Intracellular bacterial pathogens use secreted effector proteins to alter host cellular processes, with the goal of subverting host defenses and allowing the infection to progress. One such pathogen, Legionella pneumophila, secretes ~300 proteins into its host to alter a number of pathways including intracellular trafficking, phosphoinositide metabolism, and cell signaling. The Legionella effector SidC was previously found to bind to PI(4)P and was responsible for the enrichment of ER proteins and ubiquitinated species on the Legionella-containing vacuoles. Through our recent work, we have discovered that SidC contains a unique N-terminal E3 ubiquitin ligase domain and a C-terminal novel PI(4)P-binding domain. Our results demonstrate that SidC serves to link two distinct cellular pathways, ubiquitin and phosphoinositide. However, how the ubiquitin ligase activity regulates host membrane trafficking events remains to be investigated.

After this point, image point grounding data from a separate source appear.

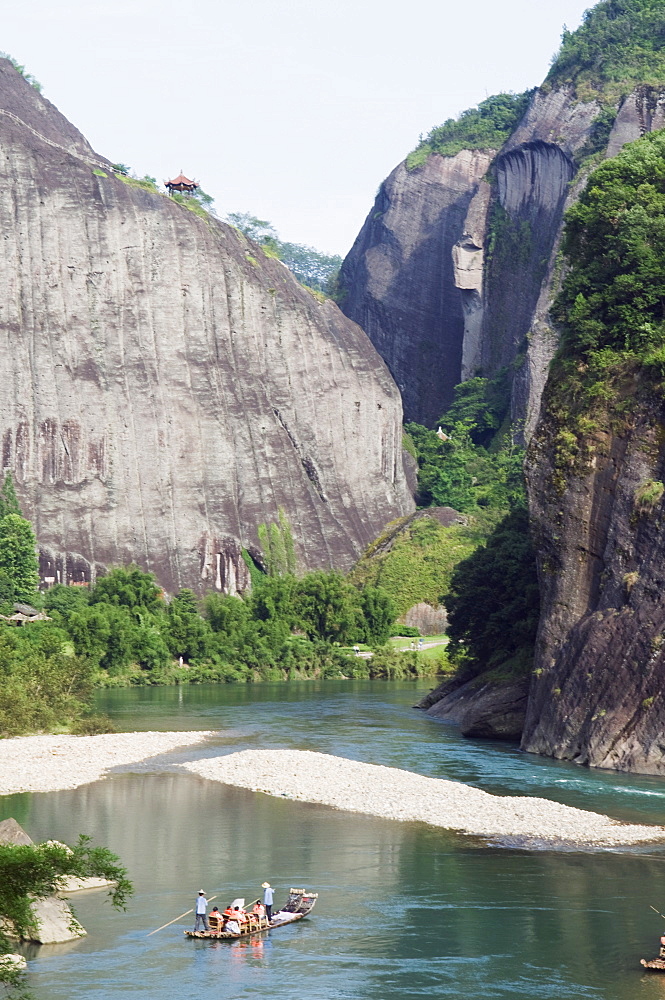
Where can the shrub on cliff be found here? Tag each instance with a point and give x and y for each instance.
(18, 560)
(485, 127)
(611, 308)
(494, 602)
(620, 42)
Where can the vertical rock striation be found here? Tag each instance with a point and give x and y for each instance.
(400, 283)
(455, 268)
(165, 387)
(596, 696)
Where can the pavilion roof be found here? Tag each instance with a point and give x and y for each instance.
(181, 179)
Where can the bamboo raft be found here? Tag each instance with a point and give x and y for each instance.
(298, 905)
(656, 964)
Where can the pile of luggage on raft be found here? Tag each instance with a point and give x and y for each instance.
(235, 921)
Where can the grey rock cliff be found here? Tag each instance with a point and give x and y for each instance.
(596, 696)
(455, 269)
(399, 279)
(165, 387)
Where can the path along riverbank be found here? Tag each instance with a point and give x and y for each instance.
(51, 763)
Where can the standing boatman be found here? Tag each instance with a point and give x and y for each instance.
(268, 895)
(200, 910)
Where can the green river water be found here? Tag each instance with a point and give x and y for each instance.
(405, 910)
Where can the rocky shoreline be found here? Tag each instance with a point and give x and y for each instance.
(50, 763)
(394, 794)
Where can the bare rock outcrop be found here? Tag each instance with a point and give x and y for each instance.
(55, 921)
(399, 279)
(596, 696)
(456, 266)
(481, 708)
(427, 619)
(165, 386)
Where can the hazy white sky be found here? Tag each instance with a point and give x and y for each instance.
(293, 110)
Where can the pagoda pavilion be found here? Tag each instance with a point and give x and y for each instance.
(181, 183)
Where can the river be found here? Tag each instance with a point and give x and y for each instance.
(405, 910)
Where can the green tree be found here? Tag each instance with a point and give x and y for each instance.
(378, 615)
(42, 685)
(18, 558)
(481, 404)
(327, 606)
(129, 587)
(311, 267)
(259, 230)
(31, 872)
(487, 126)
(493, 605)
(620, 43)
(278, 546)
(189, 633)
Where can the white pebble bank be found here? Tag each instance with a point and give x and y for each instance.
(49, 763)
(401, 795)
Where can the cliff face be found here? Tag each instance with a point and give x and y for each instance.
(596, 696)
(399, 278)
(165, 387)
(455, 268)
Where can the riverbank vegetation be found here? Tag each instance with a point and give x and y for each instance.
(31, 872)
(484, 567)
(125, 630)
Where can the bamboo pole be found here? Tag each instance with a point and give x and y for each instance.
(176, 918)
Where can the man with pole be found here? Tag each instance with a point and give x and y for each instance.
(200, 909)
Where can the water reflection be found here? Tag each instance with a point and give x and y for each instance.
(375, 722)
(405, 910)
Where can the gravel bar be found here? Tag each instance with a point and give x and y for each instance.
(402, 795)
(50, 763)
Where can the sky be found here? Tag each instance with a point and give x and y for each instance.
(292, 110)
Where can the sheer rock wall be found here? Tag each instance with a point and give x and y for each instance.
(596, 695)
(165, 387)
(455, 268)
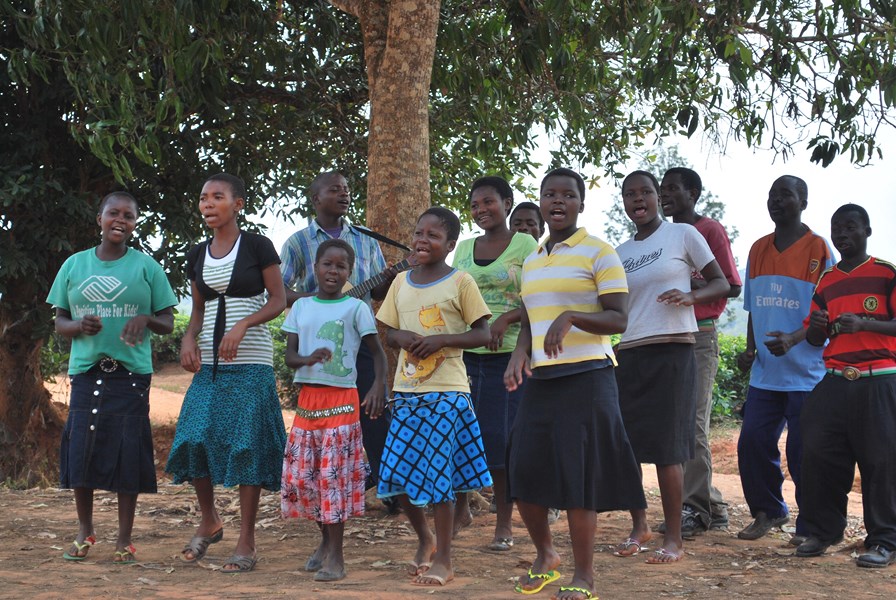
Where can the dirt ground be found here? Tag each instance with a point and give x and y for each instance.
(37, 526)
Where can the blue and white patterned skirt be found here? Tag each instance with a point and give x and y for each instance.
(433, 449)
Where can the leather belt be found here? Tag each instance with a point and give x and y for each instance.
(852, 373)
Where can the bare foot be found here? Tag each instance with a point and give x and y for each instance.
(438, 574)
(541, 573)
(422, 559)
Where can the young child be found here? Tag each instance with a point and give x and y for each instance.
(568, 447)
(850, 416)
(526, 218)
(434, 448)
(324, 470)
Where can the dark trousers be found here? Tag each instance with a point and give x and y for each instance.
(758, 458)
(844, 423)
(373, 430)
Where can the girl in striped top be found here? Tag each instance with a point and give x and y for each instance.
(230, 430)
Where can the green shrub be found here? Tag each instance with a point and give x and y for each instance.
(730, 389)
(166, 348)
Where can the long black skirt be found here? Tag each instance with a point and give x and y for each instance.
(658, 401)
(107, 440)
(568, 447)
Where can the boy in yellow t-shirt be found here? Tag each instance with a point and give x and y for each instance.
(433, 448)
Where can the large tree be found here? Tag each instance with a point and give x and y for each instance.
(152, 95)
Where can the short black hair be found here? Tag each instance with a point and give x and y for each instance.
(499, 183)
(689, 178)
(317, 182)
(564, 172)
(237, 185)
(863, 214)
(528, 206)
(118, 194)
(802, 190)
(449, 220)
(647, 174)
(336, 243)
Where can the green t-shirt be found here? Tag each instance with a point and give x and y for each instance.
(499, 282)
(117, 291)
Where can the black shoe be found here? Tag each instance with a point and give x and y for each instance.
(815, 547)
(392, 506)
(760, 526)
(691, 525)
(719, 521)
(877, 557)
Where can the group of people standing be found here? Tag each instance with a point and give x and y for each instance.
(506, 374)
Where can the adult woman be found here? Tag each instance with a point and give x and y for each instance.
(106, 298)
(495, 260)
(230, 430)
(656, 354)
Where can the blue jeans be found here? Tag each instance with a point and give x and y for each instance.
(758, 458)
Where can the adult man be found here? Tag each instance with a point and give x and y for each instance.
(782, 271)
(329, 193)
(703, 506)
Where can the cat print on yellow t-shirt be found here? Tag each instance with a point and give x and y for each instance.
(418, 370)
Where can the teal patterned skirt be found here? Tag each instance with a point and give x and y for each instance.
(230, 429)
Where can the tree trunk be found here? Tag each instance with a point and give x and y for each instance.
(399, 48)
(30, 426)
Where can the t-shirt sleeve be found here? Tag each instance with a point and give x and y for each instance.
(265, 252)
(472, 305)
(192, 258)
(364, 321)
(697, 249)
(608, 272)
(291, 322)
(162, 295)
(58, 295)
(388, 313)
(720, 245)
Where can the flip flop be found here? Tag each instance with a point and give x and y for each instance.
(501, 544)
(542, 578)
(128, 556)
(588, 594)
(434, 580)
(243, 564)
(663, 557)
(625, 545)
(87, 543)
(198, 546)
(324, 575)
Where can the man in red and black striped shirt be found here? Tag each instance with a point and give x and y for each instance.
(850, 416)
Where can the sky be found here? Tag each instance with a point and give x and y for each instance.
(741, 178)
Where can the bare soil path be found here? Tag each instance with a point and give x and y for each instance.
(37, 525)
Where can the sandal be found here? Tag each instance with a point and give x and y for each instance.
(89, 541)
(198, 546)
(243, 564)
(501, 544)
(128, 556)
(541, 579)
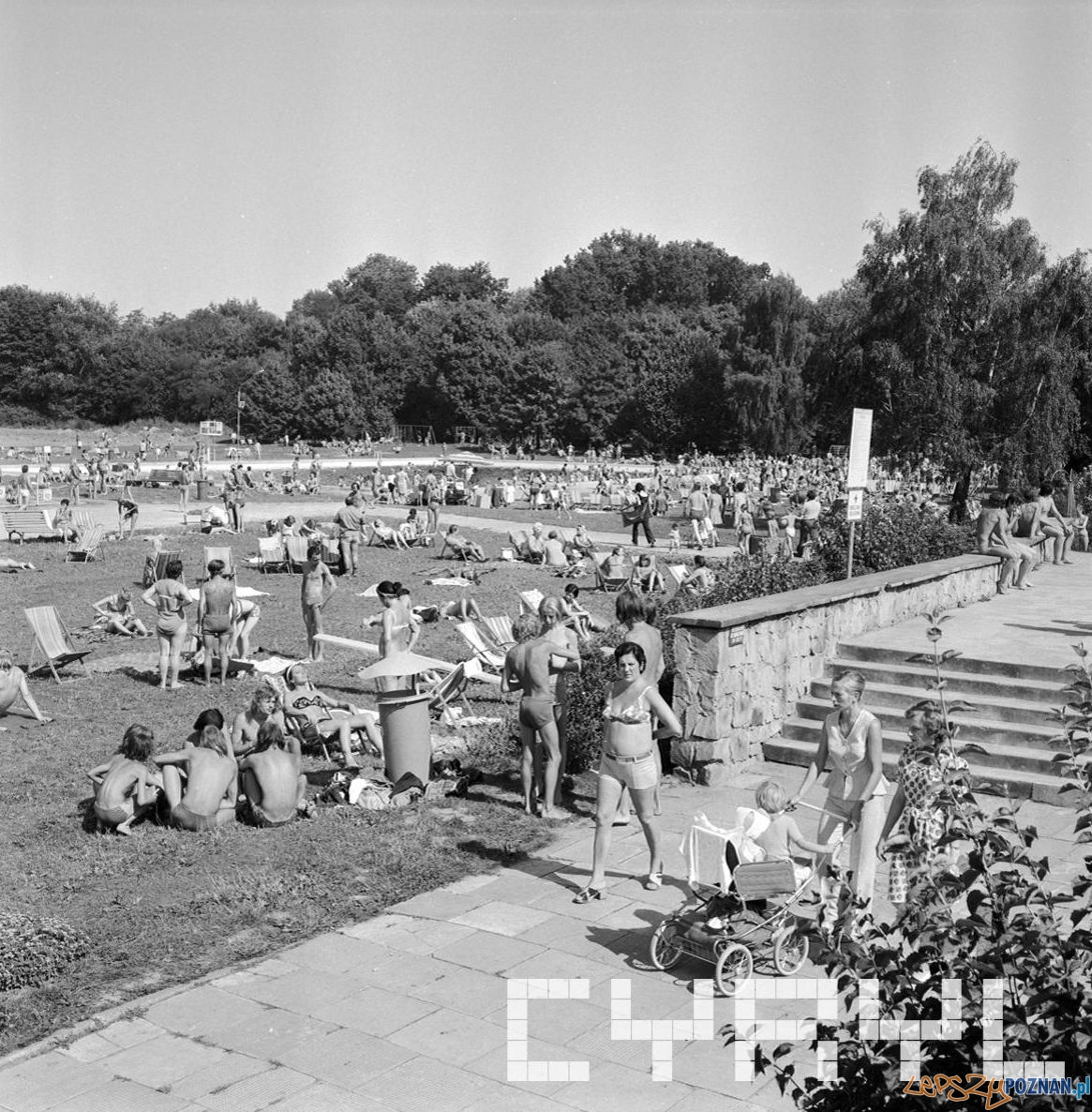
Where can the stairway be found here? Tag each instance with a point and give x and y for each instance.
(1012, 718)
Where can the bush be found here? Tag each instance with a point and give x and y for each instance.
(890, 535)
(35, 950)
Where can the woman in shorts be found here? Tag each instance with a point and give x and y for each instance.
(630, 762)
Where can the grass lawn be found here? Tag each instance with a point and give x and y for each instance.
(163, 905)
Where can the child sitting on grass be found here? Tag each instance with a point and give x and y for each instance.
(127, 788)
(782, 837)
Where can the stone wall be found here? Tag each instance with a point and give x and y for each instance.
(740, 669)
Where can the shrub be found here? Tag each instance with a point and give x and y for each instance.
(890, 535)
(35, 950)
(990, 915)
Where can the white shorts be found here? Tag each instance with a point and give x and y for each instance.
(637, 773)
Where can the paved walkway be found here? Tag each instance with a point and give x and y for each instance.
(410, 1011)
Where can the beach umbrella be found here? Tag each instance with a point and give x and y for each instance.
(404, 664)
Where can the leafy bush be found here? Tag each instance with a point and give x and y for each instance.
(890, 535)
(35, 950)
(990, 914)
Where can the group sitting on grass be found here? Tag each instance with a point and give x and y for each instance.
(207, 784)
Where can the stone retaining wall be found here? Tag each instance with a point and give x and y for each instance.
(740, 669)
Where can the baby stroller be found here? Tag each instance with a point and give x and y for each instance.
(743, 909)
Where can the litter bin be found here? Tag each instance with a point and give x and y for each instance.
(407, 740)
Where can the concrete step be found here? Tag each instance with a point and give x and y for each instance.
(881, 654)
(1022, 783)
(899, 698)
(973, 727)
(973, 687)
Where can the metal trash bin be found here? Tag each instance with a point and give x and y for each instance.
(407, 736)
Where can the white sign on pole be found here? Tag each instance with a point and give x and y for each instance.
(860, 447)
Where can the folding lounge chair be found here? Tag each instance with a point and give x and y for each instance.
(270, 554)
(89, 545)
(53, 643)
(294, 553)
(490, 657)
(500, 632)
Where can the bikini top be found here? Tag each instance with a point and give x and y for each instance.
(633, 715)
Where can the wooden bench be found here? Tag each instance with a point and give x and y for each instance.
(23, 523)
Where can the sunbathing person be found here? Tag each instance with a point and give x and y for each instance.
(385, 535)
(273, 784)
(212, 789)
(312, 714)
(247, 723)
(128, 785)
(464, 548)
(12, 686)
(115, 615)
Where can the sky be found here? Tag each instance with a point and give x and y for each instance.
(167, 155)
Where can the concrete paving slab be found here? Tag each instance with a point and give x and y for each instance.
(40, 1083)
(425, 1084)
(375, 1011)
(502, 918)
(257, 1092)
(348, 1059)
(452, 1036)
(163, 1061)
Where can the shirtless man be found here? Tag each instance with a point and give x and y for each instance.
(216, 608)
(12, 686)
(212, 784)
(992, 540)
(247, 723)
(316, 588)
(272, 779)
(527, 669)
(552, 615)
(126, 788)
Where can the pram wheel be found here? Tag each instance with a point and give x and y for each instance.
(662, 951)
(734, 964)
(789, 952)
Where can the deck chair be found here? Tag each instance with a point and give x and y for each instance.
(270, 554)
(89, 545)
(530, 601)
(490, 657)
(224, 554)
(500, 632)
(605, 581)
(294, 553)
(53, 643)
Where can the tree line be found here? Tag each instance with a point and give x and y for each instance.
(968, 345)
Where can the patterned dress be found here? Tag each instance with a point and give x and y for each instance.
(924, 819)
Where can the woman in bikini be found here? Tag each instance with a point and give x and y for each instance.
(216, 609)
(527, 669)
(853, 741)
(171, 598)
(628, 762)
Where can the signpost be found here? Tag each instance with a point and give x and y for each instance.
(858, 477)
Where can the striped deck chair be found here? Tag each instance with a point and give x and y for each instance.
(500, 632)
(89, 546)
(53, 643)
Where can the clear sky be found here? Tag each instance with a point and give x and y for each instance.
(169, 154)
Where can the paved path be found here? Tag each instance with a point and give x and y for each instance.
(410, 1011)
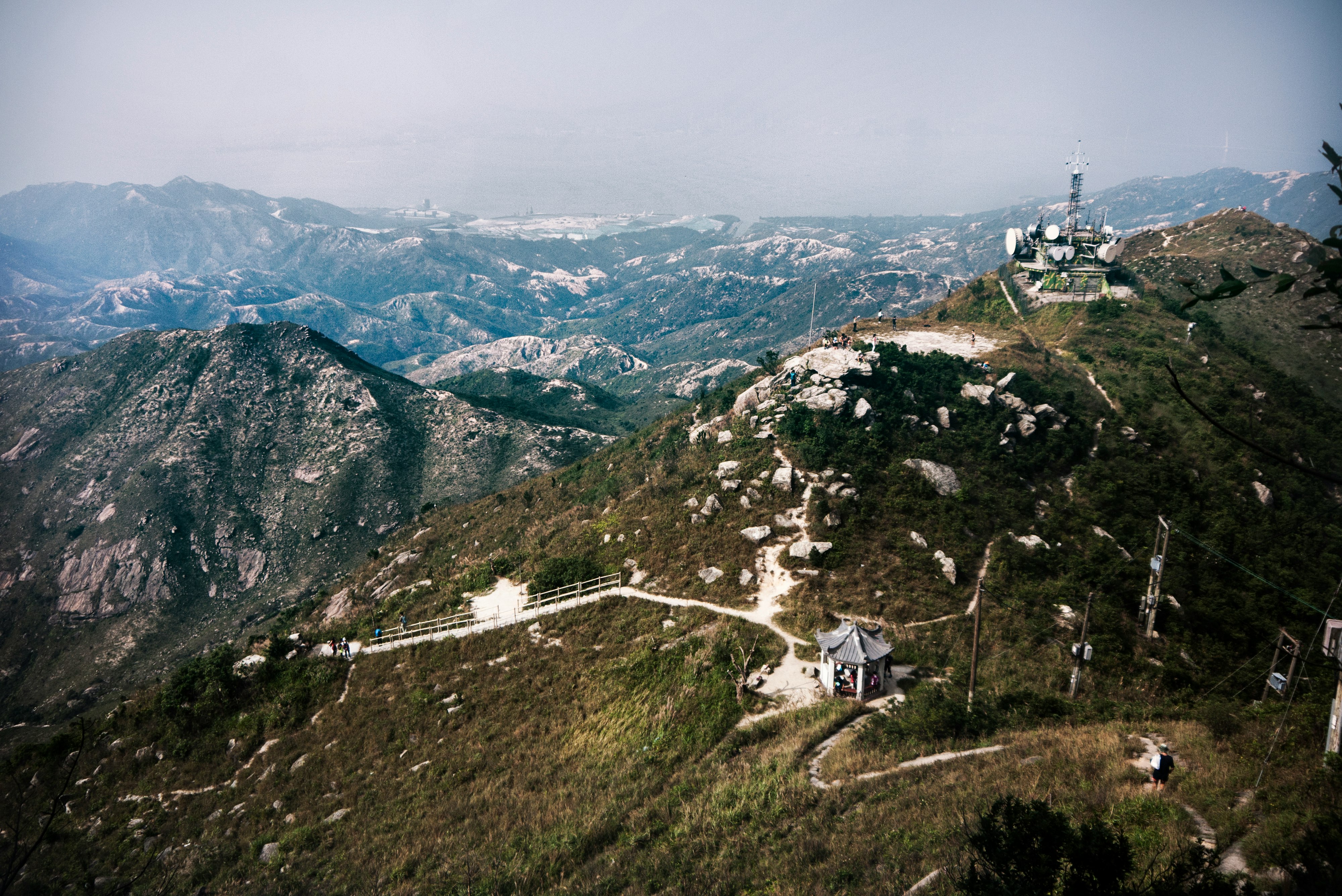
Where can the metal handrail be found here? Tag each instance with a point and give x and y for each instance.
(532, 610)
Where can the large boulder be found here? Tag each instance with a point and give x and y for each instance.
(758, 535)
(940, 475)
(983, 395)
(829, 363)
(948, 567)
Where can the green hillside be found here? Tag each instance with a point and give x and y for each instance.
(599, 752)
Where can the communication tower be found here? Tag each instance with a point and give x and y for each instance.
(1074, 258)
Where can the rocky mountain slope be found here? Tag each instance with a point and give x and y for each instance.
(407, 292)
(167, 489)
(1035, 449)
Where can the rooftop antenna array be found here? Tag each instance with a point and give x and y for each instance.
(1078, 163)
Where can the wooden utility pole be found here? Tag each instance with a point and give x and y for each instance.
(1293, 650)
(974, 657)
(1081, 650)
(1153, 585)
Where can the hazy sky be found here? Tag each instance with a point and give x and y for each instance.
(744, 108)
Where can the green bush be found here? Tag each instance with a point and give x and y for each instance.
(563, 571)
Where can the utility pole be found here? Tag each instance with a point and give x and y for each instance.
(1153, 583)
(1293, 650)
(1333, 650)
(1081, 651)
(974, 658)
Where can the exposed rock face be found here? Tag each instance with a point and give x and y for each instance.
(980, 394)
(758, 535)
(221, 471)
(940, 475)
(586, 357)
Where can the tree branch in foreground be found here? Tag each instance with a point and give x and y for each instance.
(1309, 471)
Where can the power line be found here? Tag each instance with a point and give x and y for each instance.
(1212, 551)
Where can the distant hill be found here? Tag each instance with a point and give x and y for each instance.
(168, 489)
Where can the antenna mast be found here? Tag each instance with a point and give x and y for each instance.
(1078, 164)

细胞内细菌病原体利用分泌的效应蛋白来改变宿主细胞过程,目的是颠覆宿主防御并使感染得以进展。嗜肺军团菌就是这样一种病原体,它向宿主分泌约300种蛋白质,以改变包括细胞内运输、磷酸肌醇代谢和细胞信号传导在内的多种途径。军团菌效应蛋白SidC先前被发现可与PI(4)P结合,并负责含军团菌液泡上内质网蛋白和泛素化物种的富集。通过我们最近的研究工作,我们发现SidC含有一个独特的N端E3泛素连接酶结构域和一个C端新型PI(4)P结合结构域。我们的结果表明,SidC起到连接泛素和磷酸肌醇这两种不同细胞途径的作用。然而,泛素连接酶活性如何调节宿主膜运输事件仍有待研究。